One of the topics Marriage ruins a lot of good relationships reminds the reader that it is painful and senseless to live like accountants -- "you never do this," "yeah, well you always do that." More valuable, Livingston counsels, is to use your intuition and choose your partner carefully, so that love and collaboration lead the way, not fear and annoyance.
In another vignette, he speaks of what lies beneath the anger that is often expressed -- it may well be sadness. Why not express that vulnerability instead?
And forgiveness, do we truly understand that -- especially, Livingston writes, with child abuse, murder and other evils in existence? I have often been asked that -- have I forgiven my mother and stepfather for their gifts to the child-me of rape, neglect, abandonment, her suicide attempts, drinking and mental illness, his violence and torture?
Maybe I've never allowed myself to experience the anger that some say I "should" have. Maybe I really did understand at a very young age that they were doing the best they could. Maybe my ability to see angels and to see a scrim of past lives over their present day faces gave me information that allowed compassion.
You may wonder why I use the word "gift." So many times I wish that what had happened, hadn't, because that pain taught me untrue beliefs that today I find limiting, and I must face each one down, rewriting the mental code. And that thought -- of wishing it hadn't happened -- is immediately followed by the knowing that I have experienced an incredibly full range of emotion, passion, and compassion in this lifetime. That perhaps my transcendence of this trauma is or will be an inspiration to another young woman or man that capitulation to this tragedy is unnecessary, that you can make it out alive and be richer for it!

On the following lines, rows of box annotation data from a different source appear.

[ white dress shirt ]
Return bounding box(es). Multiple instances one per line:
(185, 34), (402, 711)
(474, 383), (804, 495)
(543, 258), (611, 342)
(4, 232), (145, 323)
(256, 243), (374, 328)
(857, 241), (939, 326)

Forgiveness? It was written in the stars, the story I was to live. I appreciate this gift. And, when I have a hard minute or two because I sink into the ego part of me that feels abandoned again or abused, it is nearly always followed by a bright light, a soul reminder that we are not tethered to what happened, even as our bodies can express this trauma from decades past as if it is this moment. An angel appears, and I am healed again. Or I write. Or dance. I dance a lot -- yesterday morning I danced Zumba (salsa, meringue, flamenco), in the evening I danced the complex choreography of lyrical hip-hop, at noon today, I danced Groove, and when the teacher called for one chane turn, I let my body do three.
The title of this book is AND NEVER STOP DANCING...it comes from a true story. In Tel Aviv, several years ago, a bomb killed two dozen young people in a disco. They refused to be cowed by the terrorist act. A memorial appeared with a sign listing the names of those killed and the inscription: Lo nafseek lirkod. It means We won't stop dancing.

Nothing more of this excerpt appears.